<div align="center">
# makeitsample
<!-- [](https://aclanthology.org/2021.sigtyp-1.2/)
[](https://2021.naacl.org/)-->
[![License: MIT][mit-shield]][mit]

[mit]: https://opensource.org/license/mit
[mit-shield]: https://img.shields.io/badge/License-MIT-yellow.svg
</div>
**makeitsample** is a Python library for generating typological language samples
using the *diversity value (DV)* metric (Rijkhoff et al., 1993; Rijkhoff and
Bakker, 1998; Bakker, 2010).
It provides tools to build language family trees from CSV data, compute
diversity values for each node, and select a representative set of languages
that reflect genealogical and typological diversity.
---
## 📚 What It Does
makeitsample is designed to support researchers and linguists in the creation of
typologically diverse language samples.
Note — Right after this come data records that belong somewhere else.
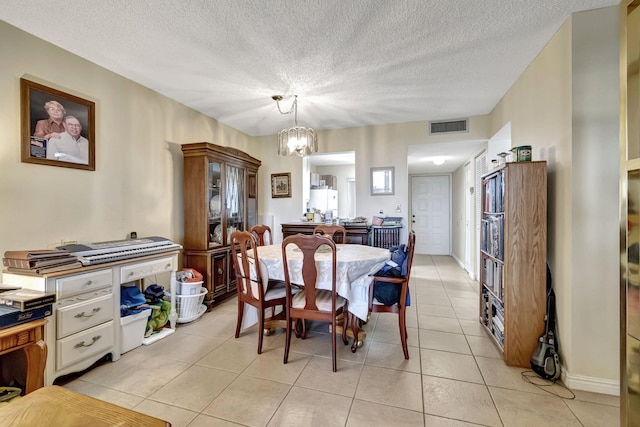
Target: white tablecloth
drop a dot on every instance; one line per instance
(355, 263)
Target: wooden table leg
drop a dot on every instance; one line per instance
(36, 355)
(355, 331)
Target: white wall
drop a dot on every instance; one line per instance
(551, 107)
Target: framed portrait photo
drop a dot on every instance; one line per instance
(280, 185)
(58, 129)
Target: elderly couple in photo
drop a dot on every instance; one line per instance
(63, 135)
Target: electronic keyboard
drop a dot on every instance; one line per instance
(116, 250)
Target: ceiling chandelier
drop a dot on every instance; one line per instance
(296, 140)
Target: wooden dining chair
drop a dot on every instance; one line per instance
(331, 231)
(312, 303)
(262, 232)
(253, 285)
(400, 307)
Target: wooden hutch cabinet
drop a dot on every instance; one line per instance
(220, 196)
(513, 258)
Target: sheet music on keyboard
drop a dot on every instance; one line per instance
(115, 250)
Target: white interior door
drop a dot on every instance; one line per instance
(430, 208)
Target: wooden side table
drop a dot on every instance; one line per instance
(57, 406)
(24, 343)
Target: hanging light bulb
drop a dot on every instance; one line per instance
(295, 140)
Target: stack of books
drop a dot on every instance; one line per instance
(19, 306)
(392, 221)
(40, 261)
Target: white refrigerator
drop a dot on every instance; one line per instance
(324, 200)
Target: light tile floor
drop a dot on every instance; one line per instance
(203, 376)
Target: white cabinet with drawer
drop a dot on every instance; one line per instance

It consists of two main modules:
- `language_family_tree.py` — defines tree structures and computes diversity
values (DV).
- `forest.py` — manages a forest of language families and handles sampling logic
across multiple trees.
---
## 🚀 Features
- Build hierarchical language family trees from CSV input.
- Handle both nested genealogies and isolated languages.
- Calculate diversity values at each node in a tree.
- Select representative languages based on weighted sampling.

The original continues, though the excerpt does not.